パンナム、今はPAN選手権と呼ばれていますが中井先生的には全米選手権。
パンナムという呼称がパンアメリカン航空との絡みでPANに変更されたそうな。
ちなみにパンアメリカンはもうすでに破綻してましたがその後もグループ会社が商標を保有しているそうです。

このPAN選手権が来週末アメリカ、フロリダ州で開催されます。
今回はビビアーノ・フェルナンデスの柔術復帰とかいろいろありますがそれはまた別の機会に。

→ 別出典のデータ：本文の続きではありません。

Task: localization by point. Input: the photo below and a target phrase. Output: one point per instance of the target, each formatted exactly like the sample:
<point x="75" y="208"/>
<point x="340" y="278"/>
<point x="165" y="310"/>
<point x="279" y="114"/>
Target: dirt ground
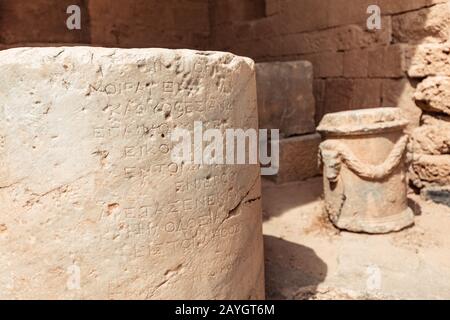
<point x="307" y="258"/>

僕は2004年に初めて参戦して以来、2010年までは毎年参戦していました。
今のところ2014年の出場が最後になっています。

僕は毎年この時期になるとこのPAN選手権を思い出します。
自分の海外チャレンジの原点となった大会だからでしょうか?
兎にも角にもPAN選手権は僕の柔術人生において影響を与えてくれた大会です。

初めてのチャレンジは青帯を巻いてちょうど一年経った2004年3月。
場所はロサンゼルスのドミンゲスヒルズという大学の体育館でした。
当時の僕は総合格闘技を諦め柔術をやるために和術慧舟会を離れパレストラ東京という新しい環境に身を置いていました。
馴れ合わないで柔術と向き合うと決めていた30歳。当時の彼女と別れたばかりの時でした。
そのため、使えるお金があったこともあって…これまた別の機会に?

そんなちょっとだけ尖っていた自分に白井雷音君という紫帯の方が声をかけてくれた。
どういう流れだったのか忘れましたが練習後に江古田のジョナサンで雷音くん、紫帯メジオ(ミドル)の遠山くん、青プルーマ(ライトフェザー)の松田くん、卜部くん、青ペナ(フェザー)の西野くんの6人で相談、チャレンジが決まりました。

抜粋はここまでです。